Since discussion of character sets, encodings, and the like quite
often confuses people considerably, let's first define some terms for
our character encoding model.  The terminology follows the Unicode
Technical Report #17, I<Character Encoding Model>,
http://www.unicode.org/unicode/reports/tr17/ .  The character
encoding model consists of five layers:

=head2 Terminology

=over 4

=item I<ACR>

I<Abstract Character Repertoire> - the (unordered) set of characters
to be encoded.  Unicode defines one (open-ended) repertoire, the ISO
8859 are examples of (closed) repertoires.

=item I<CCS>

I<Coded Character Set> - a mapping from an abstract character
repertoire to a set of non-negative integers known as I<code points>.
This is how the Unicode C<LATIN CAPITAL LETTER A> is mapped to U+0041.
Alternative names for CCSs are I<character encoding>, a I<coded
character repertoire>, a <character set definition>, or a <code page>.
Examples include Unicode, ISO 8859, the Windows code pages, and the
JIS X 0208.  The code point space (from zero to some positive number)
can be flat or complex (some ranges may be unused or forbidden).

=item I<CEF>

I<Character Encoding Form> - a mapping from a set of non-negative
integers (a CCS) to set of sequences of particular I<code units> of
some specified (computer-architecture imposed) width, such as bytes.

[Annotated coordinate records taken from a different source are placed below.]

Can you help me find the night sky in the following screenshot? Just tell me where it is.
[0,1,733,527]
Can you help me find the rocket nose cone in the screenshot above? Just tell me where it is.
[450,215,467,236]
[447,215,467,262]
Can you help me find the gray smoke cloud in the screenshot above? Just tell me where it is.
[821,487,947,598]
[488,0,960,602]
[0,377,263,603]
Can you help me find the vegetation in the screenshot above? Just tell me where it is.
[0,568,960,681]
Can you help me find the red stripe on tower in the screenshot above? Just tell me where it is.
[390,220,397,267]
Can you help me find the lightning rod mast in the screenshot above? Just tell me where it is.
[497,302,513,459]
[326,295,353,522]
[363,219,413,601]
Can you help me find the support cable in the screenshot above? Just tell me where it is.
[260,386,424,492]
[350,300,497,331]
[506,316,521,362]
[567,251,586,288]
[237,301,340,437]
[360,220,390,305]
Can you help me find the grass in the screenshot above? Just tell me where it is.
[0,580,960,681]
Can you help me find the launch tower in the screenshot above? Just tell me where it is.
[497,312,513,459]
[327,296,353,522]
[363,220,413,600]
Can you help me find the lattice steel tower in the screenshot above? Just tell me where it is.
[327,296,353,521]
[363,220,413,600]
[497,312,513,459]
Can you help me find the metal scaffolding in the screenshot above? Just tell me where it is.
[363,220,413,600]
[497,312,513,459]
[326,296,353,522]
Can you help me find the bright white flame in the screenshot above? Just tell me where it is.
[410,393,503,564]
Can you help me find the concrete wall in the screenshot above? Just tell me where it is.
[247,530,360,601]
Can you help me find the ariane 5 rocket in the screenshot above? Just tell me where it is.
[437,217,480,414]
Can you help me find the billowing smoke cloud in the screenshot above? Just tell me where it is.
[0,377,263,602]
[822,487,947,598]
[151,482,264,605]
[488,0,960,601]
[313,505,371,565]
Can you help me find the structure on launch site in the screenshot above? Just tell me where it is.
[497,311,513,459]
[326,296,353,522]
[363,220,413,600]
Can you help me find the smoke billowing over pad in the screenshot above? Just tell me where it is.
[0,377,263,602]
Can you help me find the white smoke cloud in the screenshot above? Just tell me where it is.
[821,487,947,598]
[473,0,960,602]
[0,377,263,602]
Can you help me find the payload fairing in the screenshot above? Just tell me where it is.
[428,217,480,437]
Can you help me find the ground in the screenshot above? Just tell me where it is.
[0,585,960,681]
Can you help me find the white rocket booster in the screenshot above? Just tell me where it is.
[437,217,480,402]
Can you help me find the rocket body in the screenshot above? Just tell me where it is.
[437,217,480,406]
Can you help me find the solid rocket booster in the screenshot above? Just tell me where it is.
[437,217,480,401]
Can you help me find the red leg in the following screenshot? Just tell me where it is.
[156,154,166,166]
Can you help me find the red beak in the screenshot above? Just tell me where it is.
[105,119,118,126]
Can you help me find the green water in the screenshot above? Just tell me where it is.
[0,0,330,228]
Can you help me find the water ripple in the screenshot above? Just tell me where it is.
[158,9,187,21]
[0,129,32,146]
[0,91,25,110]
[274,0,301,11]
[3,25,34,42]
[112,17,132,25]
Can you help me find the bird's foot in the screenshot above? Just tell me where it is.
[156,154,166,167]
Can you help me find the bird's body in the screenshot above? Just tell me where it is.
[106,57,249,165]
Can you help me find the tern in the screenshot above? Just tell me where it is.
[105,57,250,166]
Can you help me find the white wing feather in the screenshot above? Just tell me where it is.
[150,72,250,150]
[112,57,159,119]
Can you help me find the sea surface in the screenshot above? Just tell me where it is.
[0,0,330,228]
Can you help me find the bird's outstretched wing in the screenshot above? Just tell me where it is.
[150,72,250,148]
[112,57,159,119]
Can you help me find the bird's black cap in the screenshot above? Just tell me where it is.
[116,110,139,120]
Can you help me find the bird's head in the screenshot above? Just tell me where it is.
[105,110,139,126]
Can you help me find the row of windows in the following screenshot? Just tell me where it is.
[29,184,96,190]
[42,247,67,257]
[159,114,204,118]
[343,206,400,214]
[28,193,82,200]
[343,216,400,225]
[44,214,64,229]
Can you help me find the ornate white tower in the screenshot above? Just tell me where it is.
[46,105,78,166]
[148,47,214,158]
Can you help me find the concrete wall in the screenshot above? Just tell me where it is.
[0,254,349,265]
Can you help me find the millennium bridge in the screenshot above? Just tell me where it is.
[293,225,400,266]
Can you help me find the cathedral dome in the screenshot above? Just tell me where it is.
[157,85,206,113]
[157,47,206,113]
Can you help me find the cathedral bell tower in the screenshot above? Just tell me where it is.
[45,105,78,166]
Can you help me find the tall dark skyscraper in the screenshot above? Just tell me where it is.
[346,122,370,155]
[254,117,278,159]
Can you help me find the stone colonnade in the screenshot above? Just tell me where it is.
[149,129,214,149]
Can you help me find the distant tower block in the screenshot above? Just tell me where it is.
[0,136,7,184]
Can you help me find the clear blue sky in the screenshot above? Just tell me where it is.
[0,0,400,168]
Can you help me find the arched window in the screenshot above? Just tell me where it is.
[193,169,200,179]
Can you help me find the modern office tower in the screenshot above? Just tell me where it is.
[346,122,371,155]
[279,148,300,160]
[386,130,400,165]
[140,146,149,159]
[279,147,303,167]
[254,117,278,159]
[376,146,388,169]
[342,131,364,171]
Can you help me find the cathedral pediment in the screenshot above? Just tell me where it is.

CEFs can be fixed-width or variable-width.  Note that (especially
historically) in many cases CCS and CEF have used the same (often
byte) fixed width, so they have been practically identical.  But don't
let that fool you.

A byte sequence can be either I<assigned> (it represents a valid
and assigned character in the code point space), I<unassigned>
(it represents a valid but unused code point), or I<illegal>
(for some reason forbidden).

Examples of fixed-width CEFs include 7-bit, 8-bit, 16-bit, and 32-bit.
Note that these are independent of any particular CCS.  8-bit CEF can
be used for encoding several different CCSs, such as the ISO 8859 and
the different EBCDICs.

Examples of variable-width CEFs include UTF-8 and UTF-16.

=item I<CES>

I<Character Encoding Scheme> - a mapping from a set of sequences
of code units (from one or more CEFs) to a serialised sequence
of bytes.  Serialisation is important for transmission and storage.

It's important not to confuse a CEF and a CES.  A CEF maps code points
to code units (numbers) but a CES maps code units to serialised
sequences of bytes.  Therefore a CES must take into account
byteordering.  A CES may also include more than one CCS, and it may
include non-textual data such as shift sequences.

Examples of CESs include UTF-8 (yes, UTF-8 is both a CEF and a CES),
UTF-16BE, and UTF-16LE from Unicode, and the Asian ISO 2022 and EUC.

=item I<TES>

I<Transfer Encoding Syntax> - a reversible transform of encoded data,
which may or may not contain textual data.  These include various
Internet or other transmission/storage transformation to either
encapsulate/protect data for transmission or to compress it.

Examples include base64, uuencode, quoted-printable, zip, bzip2.

=back

In addition to the above: I<CM> - I<Character Map> - is a mapping that
combines ACR, CCS, CES and a CEF.  Character Maps are what in the IAB
architecture get the IANA charset identifiers.  TES is assumed to lie
beyond the Parrot core or I/O.

=head2 Parrot's Character Encoding Model

Parrot will use the Unicode encoding mode model layers ACR, CCS, CEF,
and CES; that is, use the Unicode standard as an abstract character
repertoire, coded character set, character encoding from, and
character encoding scheme.

B<Any code points in Parrot will be Unicode code points.>

All methods of creating strings (in Perl: chr(), \xHH, \x{HH...},
\N{...}, pack) should create Unicode, and all methods of converting
strings to code points (in Perl: ord(), and unpack()), should generate
Unicode code points.

=head2 Of Bits and Bytes

There is no string type built out of native eight-bit bytes.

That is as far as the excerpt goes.